Bored Of Your Data Job?
Posts
How to Build a Tailored Project

How to Build a Tailored Project

Building a solution to a problem

Albert Edwards
May 28, 2024

Morning Boys,

It’s Bank holiday in the UK today, so I’m writing this live from the comfort of my living room. Fuelled by my Gail’s Latte (IYKYK).

There are 3 steps to a Tailored Project:

1) Planning (finding a relevant problem to work on)

2) Building – developing the solution to your problem

3) Production – putting your solution to use

I’ll talk about how you can build a great solution to a problem. Specifically, this is if you need to build a supervised machine learning problem. Other problems for more data analyst related roles might require different solutions.

So whilst it’s important to get this bit right, it means nothing if you get steps 1 and 3 wrong.

Anyway, let’s get into it.

1) Exploratory Data Analysis

This work will help you solve problems which pop up throughout your project.

Even if this work now doesn’t answer any immediate questions it’ll give you the knowledge and understanding to solve problems which pop up throughout your project.

Plot the distributions of your features and target variable.

Bucket the numerical features into categories to get a better understanding of the distribution.

Get numerical summaries to see the means, minimum and maximum values.

Look for correlations between variables.

Check for data errors.

Anything you’re curious about from your data, investigate it.

2) Clean Data

Part 1) will help with this step.

To build an ML model, you need to fill in (known as impute) missing values.

How you impute missing values depends on the problem, but using the mean/mode is a safe bet.

To train a model, each observation in the data needs to correspond to something unique. The ‘something’ depends on the problem. One observation could correspond to one person/date/business etc.

If you have duplicate observations you need to remove these. How you do it depends on the problem.

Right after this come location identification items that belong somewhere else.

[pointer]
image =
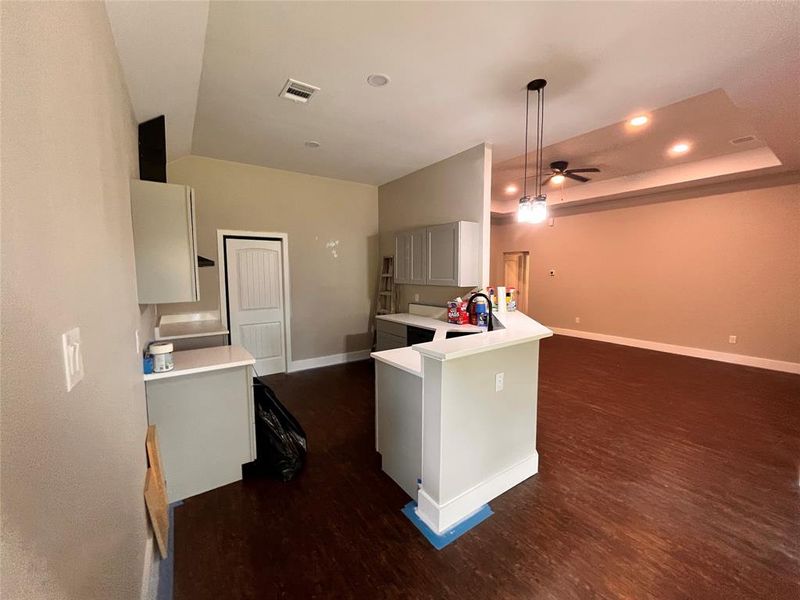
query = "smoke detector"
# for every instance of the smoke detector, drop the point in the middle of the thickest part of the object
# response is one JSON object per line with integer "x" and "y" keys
{"x": 297, "y": 91}
{"x": 743, "y": 140}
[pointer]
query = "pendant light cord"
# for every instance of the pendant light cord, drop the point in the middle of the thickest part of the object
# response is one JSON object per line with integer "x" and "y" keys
{"x": 525, "y": 173}
{"x": 539, "y": 140}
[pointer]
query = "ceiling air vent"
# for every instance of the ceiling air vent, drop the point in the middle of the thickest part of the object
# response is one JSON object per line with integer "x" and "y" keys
{"x": 298, "y": 91}
{"x": 743, "y": 140}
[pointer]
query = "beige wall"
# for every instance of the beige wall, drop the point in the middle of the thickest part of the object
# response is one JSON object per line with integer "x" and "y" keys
{"x": 332, "y": 227}
{"x": 73, "y": 464}
{"x": 454, "y": 189}
{"x": 688, "y": 271}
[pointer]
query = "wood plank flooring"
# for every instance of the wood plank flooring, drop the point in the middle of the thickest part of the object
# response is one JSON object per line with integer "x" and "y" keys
{"x": 661, "y": 476}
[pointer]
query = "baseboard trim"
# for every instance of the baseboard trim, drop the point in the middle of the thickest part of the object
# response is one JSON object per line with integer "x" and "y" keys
{"x": 327, "y": 361}
{"x": 737, "y": 359}
{"x": 150, "y": 571}
{"x": 441, "y": 517}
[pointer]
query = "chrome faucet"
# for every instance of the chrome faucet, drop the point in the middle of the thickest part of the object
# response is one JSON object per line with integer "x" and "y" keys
{"x": 489, "y": 324}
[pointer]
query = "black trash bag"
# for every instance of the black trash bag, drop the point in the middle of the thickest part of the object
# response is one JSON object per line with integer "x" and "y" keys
{"x": 280, "y": 440}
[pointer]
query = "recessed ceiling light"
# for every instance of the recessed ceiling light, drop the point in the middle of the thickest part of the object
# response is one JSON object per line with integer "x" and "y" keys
{"x": 679, "y": 148}
{"x": 378, "y": 80}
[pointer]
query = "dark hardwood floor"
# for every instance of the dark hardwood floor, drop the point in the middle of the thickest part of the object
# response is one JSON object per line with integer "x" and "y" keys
{"x": 661, "y": 476}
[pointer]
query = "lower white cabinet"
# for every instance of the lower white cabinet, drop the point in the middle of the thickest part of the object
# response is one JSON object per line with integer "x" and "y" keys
{"x": 390, "y": 335}
{"x": 398, "y": 425}
{"x": 446, "y": 254}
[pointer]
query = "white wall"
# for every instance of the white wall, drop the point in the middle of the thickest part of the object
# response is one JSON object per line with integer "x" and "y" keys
{"x": 332, "y": 227}
{"x": 454, "y": 189}
{"x": 73, "y": 464}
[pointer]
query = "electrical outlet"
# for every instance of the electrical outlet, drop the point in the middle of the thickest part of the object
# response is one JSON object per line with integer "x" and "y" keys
{"x": 73, "y": 361}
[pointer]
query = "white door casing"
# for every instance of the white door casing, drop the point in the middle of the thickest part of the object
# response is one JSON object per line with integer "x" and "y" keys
{"x": 255, "y": 295}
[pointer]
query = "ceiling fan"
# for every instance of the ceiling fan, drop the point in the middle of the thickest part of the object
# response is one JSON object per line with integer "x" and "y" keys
{"x": 560, "y": 171}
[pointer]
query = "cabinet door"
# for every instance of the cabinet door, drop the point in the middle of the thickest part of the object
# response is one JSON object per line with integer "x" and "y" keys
{"x": 164, "y": 242}
{"x": 443, "y": 251}
{"x": 419, "y": 257}
{"x": 402, "y": 257}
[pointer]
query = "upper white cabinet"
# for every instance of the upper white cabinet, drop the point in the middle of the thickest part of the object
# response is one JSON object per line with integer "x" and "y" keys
{"x": 447, "y": 254}
{"x": 165, "y": 242}
{"x": 411, "y": 251}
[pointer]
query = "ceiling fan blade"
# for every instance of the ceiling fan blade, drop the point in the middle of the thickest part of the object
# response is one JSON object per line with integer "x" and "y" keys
{"x": 576, "y": 177}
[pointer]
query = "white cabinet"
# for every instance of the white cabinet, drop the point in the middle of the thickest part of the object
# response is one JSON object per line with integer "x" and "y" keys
{"x": 164, "y": 241}
{"x": 410, "y": 256}
{"x": 390, "y": 335}
{"x": 447, "y": 254}
{"x": 206, "y": 427}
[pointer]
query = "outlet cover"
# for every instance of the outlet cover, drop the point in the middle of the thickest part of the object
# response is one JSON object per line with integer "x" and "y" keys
{"x": 73, "y": 360}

You’ll also want to deal with outliers e.g., very high / low feature values. One way to do this is to clip the variables – set a maximum and minimum value for the feature. Again, how you do this depends on the business context.

3) Apply Business Rules

It’s a broken record but again, this all depends on the problem.

An example of this may be observations after a certain date not being relevant so you remove them from the data.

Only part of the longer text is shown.